Complimentary song: Surefire - Wilderado
Some days it feels like life moves much too fast. Other times I feel like I’m stuck in a neverending dream where time doesn’t exist and the days are endless. I don’t know which of these two I prefer to be honest.
When I was younger I wanted so much. I thought I’d be a doctor by now — well, not literally, but at least on my way to becoming one. Ever since I let that dream go years ago, life just feels empty. There is always this dread of failed, hopeless dreams that I haven’t pursued. And it’s not the same as regret; don’t get me wrong. I don’t regret the paths I didn’t choose to take, but I guess I’m mourning the optimism that my younger-self seemed to have.
I always tell others that it’s never too late to pursue your dreams.
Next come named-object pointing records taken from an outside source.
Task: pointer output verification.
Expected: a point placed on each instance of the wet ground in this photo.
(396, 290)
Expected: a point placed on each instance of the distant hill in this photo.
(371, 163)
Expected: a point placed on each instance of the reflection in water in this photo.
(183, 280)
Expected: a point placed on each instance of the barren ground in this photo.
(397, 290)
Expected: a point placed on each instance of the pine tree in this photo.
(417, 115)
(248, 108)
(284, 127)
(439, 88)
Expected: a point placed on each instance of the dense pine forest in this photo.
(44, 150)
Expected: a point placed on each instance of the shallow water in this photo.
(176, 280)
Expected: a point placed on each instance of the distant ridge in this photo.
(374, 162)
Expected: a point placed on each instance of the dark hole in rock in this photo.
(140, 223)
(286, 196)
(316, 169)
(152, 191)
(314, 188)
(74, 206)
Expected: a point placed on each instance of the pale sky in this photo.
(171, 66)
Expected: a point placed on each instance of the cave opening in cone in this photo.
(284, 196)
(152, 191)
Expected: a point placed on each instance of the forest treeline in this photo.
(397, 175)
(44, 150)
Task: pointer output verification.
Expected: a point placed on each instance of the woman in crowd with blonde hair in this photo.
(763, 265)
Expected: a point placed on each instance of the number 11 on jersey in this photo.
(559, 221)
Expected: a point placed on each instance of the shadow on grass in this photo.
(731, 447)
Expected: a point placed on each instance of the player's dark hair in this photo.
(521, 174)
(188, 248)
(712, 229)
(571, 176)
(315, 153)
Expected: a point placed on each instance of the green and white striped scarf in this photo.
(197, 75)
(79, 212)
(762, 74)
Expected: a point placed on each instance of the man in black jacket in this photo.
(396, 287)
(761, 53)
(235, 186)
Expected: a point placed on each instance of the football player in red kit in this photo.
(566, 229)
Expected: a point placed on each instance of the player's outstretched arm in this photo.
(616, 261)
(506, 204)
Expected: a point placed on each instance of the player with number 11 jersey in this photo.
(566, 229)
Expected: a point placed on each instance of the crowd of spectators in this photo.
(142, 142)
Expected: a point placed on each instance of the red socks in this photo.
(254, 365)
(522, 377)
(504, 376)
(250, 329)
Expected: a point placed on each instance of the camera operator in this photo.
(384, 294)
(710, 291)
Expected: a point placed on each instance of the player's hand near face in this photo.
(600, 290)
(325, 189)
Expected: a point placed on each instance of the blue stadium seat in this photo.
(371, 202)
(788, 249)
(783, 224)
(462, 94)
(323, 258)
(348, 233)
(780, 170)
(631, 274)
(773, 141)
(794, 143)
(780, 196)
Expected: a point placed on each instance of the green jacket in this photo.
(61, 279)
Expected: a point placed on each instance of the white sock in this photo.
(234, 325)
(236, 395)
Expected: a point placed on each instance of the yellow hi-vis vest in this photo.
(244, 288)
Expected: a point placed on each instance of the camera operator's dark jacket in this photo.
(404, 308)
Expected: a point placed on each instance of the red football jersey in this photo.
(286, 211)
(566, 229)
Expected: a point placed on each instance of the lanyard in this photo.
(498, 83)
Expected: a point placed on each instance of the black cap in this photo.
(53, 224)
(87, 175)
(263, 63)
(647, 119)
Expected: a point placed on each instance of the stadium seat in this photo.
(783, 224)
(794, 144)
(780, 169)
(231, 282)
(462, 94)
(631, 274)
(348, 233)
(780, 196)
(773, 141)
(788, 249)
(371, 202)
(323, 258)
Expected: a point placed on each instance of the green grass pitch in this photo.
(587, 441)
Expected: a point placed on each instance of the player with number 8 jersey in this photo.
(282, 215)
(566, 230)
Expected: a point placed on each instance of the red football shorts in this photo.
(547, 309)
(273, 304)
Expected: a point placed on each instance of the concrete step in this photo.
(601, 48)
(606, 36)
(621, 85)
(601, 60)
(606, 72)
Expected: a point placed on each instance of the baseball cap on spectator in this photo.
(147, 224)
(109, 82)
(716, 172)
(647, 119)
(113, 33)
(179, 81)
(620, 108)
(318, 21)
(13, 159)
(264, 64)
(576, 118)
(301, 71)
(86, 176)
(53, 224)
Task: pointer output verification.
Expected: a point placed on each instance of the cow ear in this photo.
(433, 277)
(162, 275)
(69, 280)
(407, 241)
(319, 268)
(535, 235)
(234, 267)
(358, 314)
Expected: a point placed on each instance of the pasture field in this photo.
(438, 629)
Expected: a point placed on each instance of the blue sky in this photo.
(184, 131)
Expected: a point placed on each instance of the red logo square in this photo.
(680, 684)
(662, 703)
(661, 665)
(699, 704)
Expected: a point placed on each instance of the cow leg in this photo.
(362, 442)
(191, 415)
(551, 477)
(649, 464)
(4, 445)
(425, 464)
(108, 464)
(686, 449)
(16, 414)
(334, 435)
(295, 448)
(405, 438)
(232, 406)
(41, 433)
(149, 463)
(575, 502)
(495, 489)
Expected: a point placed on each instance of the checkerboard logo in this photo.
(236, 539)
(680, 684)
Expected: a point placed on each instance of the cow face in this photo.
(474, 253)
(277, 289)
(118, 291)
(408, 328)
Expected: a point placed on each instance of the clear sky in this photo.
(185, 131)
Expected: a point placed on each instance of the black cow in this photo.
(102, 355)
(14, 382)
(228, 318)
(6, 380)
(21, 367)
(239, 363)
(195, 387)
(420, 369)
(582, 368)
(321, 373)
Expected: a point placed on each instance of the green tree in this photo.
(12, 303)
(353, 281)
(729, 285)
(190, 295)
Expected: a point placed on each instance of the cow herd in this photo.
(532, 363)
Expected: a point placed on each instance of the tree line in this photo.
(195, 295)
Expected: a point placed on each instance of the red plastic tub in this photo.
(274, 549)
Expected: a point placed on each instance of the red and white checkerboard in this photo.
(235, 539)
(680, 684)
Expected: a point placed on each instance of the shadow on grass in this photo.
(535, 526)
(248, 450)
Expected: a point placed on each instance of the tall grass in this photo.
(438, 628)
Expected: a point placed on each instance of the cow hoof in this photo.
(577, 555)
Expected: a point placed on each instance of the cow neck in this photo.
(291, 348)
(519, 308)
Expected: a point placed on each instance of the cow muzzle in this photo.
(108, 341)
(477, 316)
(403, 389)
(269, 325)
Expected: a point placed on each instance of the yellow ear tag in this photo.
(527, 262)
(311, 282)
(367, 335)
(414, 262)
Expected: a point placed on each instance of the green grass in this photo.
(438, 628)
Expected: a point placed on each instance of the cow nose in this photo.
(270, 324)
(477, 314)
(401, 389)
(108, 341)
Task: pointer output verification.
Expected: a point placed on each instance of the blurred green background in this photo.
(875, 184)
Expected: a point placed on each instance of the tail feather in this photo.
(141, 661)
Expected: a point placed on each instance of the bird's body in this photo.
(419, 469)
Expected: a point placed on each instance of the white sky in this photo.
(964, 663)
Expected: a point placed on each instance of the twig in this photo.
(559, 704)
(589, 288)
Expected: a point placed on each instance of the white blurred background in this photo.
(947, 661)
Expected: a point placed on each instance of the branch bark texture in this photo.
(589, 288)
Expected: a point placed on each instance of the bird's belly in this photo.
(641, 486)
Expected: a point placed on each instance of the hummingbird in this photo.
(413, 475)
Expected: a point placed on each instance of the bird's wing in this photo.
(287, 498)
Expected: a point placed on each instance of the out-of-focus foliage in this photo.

Luckily I wholeheartedly believe that. But what happens when you don’t know what your dream is anymore? Then what is there to chase, to fulfill? What is your purpose, what is mine? I have never been at peace with where I’ve been, but I seem to be chasing something that doesn’t exist. Maybe I shouldn’t chase anything at all. Perhaps that’s the lesson I have to learn, but it would be nice to feel purpose again. To feel like I’m headed for something.
I hope to soon find out what I truly want, what makes my heart happy. Somehow I feel like I owe it to younger-me to accomplish everything she wanted. That’s why I’m always doing a million things at a time, because I can’t fail her. It’s ridiculous, I know, but it’s hard to let go of it all. Who I once wanted to be.
So until I figure it out, I will be making memories. Collecting names and pictures and everything to hold onto when it all feels pointless. I shall be moving too quickly and too slow at the same time. Perhaps I’ll meet myself in the middle, which would make me right on time.